On peut constater que la guerre commerciale sino-américaine a renforcé plutôt qu’affaibli la compétitivité des exportations chinoises.
En 2023, la Chine représentera environ 14 % du total des exportations mondiales, soit une hausse de 1,3 point de pourcentage par rapport à 2017 (avant le début du conflit commercial entre les deux pays). Plus particulièrement, l'excédent commercial de la Chine s'élèvera à environ 823 milliards de dollars en 2023, soit près du double de celui de 2017.
Il y a plus de dix ans, l'excédent commercial de la Chine était en grande partie dû à la sous-évaluation du renminbi (CNY). La situation est quelque peu similaire aujourd'hui.
Selon une étude de l'expert Qiyuan Xu, en 2023, le CNY était sous-évalué de 16 % par rapport au dollar américain, contribuant ainsi aux exportations et à l'excédent commercial élevés de la Chine. La raison invoquée était que le taux d'inflation aux États-Unis au cours des deux dernières années était supérieur de 10 points de pourcentage à celui de la Chine. Par conséquent, selon les calculs de parité de pouvoir d'achat, le CNY aurait dû s'apprécier de 10 % par rapport au dollar américain, mais il s'est en réalité déprécié de 11 %.
De ce point de vue, le CNY est sous-évalué de 21 % par rapport au dollar américain.
Bien entendu, les taux de change à court terme sont davantage affectés par les différentiels de taux d'intérêt que par les taux d'inflation. C'est pourquoi M. Qiyuan Xu a utilisé des méthodes économétriques , combinant des facteurs tels que les différentiels de taux d'intérêt et la croissance économique, pour estimer le taux de change du CNY.
Les études comparatives menées par cet expert montrent que la sous-évaluation du CNY est bien plus importante que celle des principales devises de l'ASEAN au cours des deux dernières années. Comparée à la dernière hausse des taux d'intérêt de la Réserve fédérale américaine (Fed) entre 2015 et 2018, la sous-évaluation du CNY a considérablement augmenté ces dernières années.
Curieusement, rien n'indique que le gouvernement chinois cherche à manipuler le taux de change. Même les États-Unis reconnaissent que la Chine n'a pas manipulé sa monnaie ces dernières années.

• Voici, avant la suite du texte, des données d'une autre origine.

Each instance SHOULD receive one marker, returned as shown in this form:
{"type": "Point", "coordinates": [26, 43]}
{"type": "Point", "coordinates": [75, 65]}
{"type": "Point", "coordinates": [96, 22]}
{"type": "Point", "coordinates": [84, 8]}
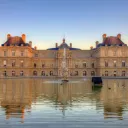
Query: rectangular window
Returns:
{"type": "Point", "coordinates": [5, 63]}
{"type": "Point", "coordinates": [13, 53]}
{"type": "Point", "coordinates": [22, 53]}
{"type": "Point", "coordinates": [21, 63]}
{"type": "Point", "coordinates": [5, 53]}
{"type": "Point", "coordinates": [36, 55]}
{"type": "Point", "coordinates": [84, 64]}
{"type": "Point", "coordinates": [13, 63]}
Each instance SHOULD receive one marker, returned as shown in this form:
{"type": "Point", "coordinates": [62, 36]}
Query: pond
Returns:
{"type": "Point", "coordinates": [46, 103]}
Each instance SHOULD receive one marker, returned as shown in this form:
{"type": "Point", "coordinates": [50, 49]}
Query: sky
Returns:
{"type": "Point", "coordinates": [46, 22]}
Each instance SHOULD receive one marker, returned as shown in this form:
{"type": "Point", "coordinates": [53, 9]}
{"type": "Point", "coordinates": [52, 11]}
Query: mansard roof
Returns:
{"type": "Point", "coordinates": [15, 41]}
{"type": "Point", "coordinates": [111, 40]}
{"type": "Point", "coordinates": [62, 46]}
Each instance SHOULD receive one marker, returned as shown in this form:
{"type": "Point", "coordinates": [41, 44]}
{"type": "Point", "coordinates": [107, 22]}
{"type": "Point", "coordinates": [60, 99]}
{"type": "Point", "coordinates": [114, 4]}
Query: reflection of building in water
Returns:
{"type": "Point", "coordinates": [15, 96]}
{"type": "Point", "coordinates": [61, 96]}
{"type": "Point", "coordinates": [113, 94]}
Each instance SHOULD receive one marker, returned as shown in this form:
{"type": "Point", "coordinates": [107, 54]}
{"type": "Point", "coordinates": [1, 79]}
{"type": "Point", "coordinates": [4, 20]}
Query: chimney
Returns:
{"type": "Point", "coordinates": [24, 37]}
{"type": "Point", "coordinates": [104, 37]}
{"type": "Point", "coordinates": [30, 43]}
{"type": "Point", "coordinates": [119, 36]}
{"type": "Point", "coordinates": [8, 36]}
{"type": "Point", "coordinates": [97, 42]}
{"type": "Point", "coordinates": [56, 45]}
{"type": "Point", "coordinates": [70, 45]}
{"type": "Point", "coordinates": [35, 48]}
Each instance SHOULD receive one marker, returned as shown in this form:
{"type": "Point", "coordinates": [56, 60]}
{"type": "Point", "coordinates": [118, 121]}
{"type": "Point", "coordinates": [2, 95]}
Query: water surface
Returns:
{"type": "Point", "coordinates": [38, 103]}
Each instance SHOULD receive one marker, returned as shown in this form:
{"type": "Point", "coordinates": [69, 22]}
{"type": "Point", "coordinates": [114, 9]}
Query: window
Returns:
{"type": "Point", "coordinates": [114, 73]}
{"type": "Point", "coordinates": [76, 66]}
{"type": "Point", "coordinates": [76, 73]}
{"type": "Point", "coordinates": [22, 53]}
{"type": "Point", "coordinates": [123, 73]}
{"type": "Point", "coordinates": [13, 63]}
{"type": "Point", "coordinates": [5, 73]}
{"type": "Point", "coordinates": [5, 63]}
{"type": "Point", "coordinates": [114, 63]}
{"type": "Point", "coordinates": [13, 53]}
{"type": "Point", "coordinates": [106, 64]}
{"type": "Point", "coordinates": [21, 73]}
{"type": "Point", "coordinates": [43, 65]}
{"type": "Point", "coordinates": [34, 73]}
{"type": "Point", "coordinates": [5, 53]}
{"type": "Point", "coordinates": [34, 65]}
{"type": "Point", "coordinates": [114, 53]}
{"type": "Point", "coordinates": [51, 73]}
{"type": "Point", "coordinates": [84, 64]}
{"type": "Point", "coordinates": [43, 73]}
{"type": "Point", "coordinates": [92, 73]}
{"type": "Point", "coordinates": [106, 73]}
{"type": "Point", "coordinates": [21, 63]}
{"type": "Point", "coordinates": [13, 73]}
{"type": "Point", "coordinates": [84, 73]}
{"type": "Point", "coordinates": [92, 65]}
{"type": "Point", "coordinates": [123, 63]}
{"type": "Point", "coordinates": [36, 55]}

À cet égard, la situation actuelle est très différente de celle d'il y a dix ans, la Chine ayant accompli des progrès significatifs dans la réforme de son système de change durant la période d'intervention. La question est donc de savoir pourquoi le CNY est toujours sous-évalué.
En examinant la balance des paiements en 2020 et 2021, les entrées nettes cumulées provenant des investissements directs et des investissements en actions ont dépassé 400 milliards de dollars, tandis que les entrées nettes cumulées provenant des comptes de capital et financiers ont dépassé 500 milliards de dollars en 2022 et 2023. L'énorme excédent du compte courant de la Chine n'a pas conduit à une appréciation du CNY - comme on pourrait s'y attendre - en raison des sorties de capitaux relativement élevées.
Cela rend les changements de taux de change inefficaces pour ajuster la balance commerciale.
Ces sorties de capitaux ne peuvent être attribuées uniquement à l'évolution du différentiel de taux d'intérêt entre la Chine et les États-Unis. En réalité, elles résultent en grande partie de facteurs non économiques, notamment de certaines politiques chinoises, comme le renforcement du contrôle exercé sur certains secteurs.
Conscient de ce problème, le gouvernement chinois a intégré des politiques non économiques à son cadre d'auto-évaluation à la fin de l'année dernière. Plus important encore, la récente escalade des tensions entre les deux pays a incité les États-Unis à adopter une série de mesures visant à décourager les investissements en Chine.
Cela comprend la restriction des flux de capitaux-risques vers la Chine et des avertissements sur les risques que courent les investisseurs qui se tournent vers la deuxième économie mondiale.
Le Congrès américain envisage également une législation visant à restreindre davantage les investissements américains en Chine.
Ensemble, ces facteurs ont exacerbé les sorties de capitaux, amplifié le degré de sous-évaluation du CNY et affaibli davantage l’impact de l’ajustement du taux de change sur la balance commerciale.
Plus vous frappez... plus il est difficile de gagner.
L'expert Qiyuan Xu a conclu que tant que les relations entre les États-Unis et la Chine continueront d'être difficiles, plus les États-Unis porteront de « coups » à la Chine, plus le taux de change du CNY restera probablement considérablement sous-évalué et les plaintes de la secrétaire au Trésor Yellen deviendront plus difficiles à résoudre que jamais.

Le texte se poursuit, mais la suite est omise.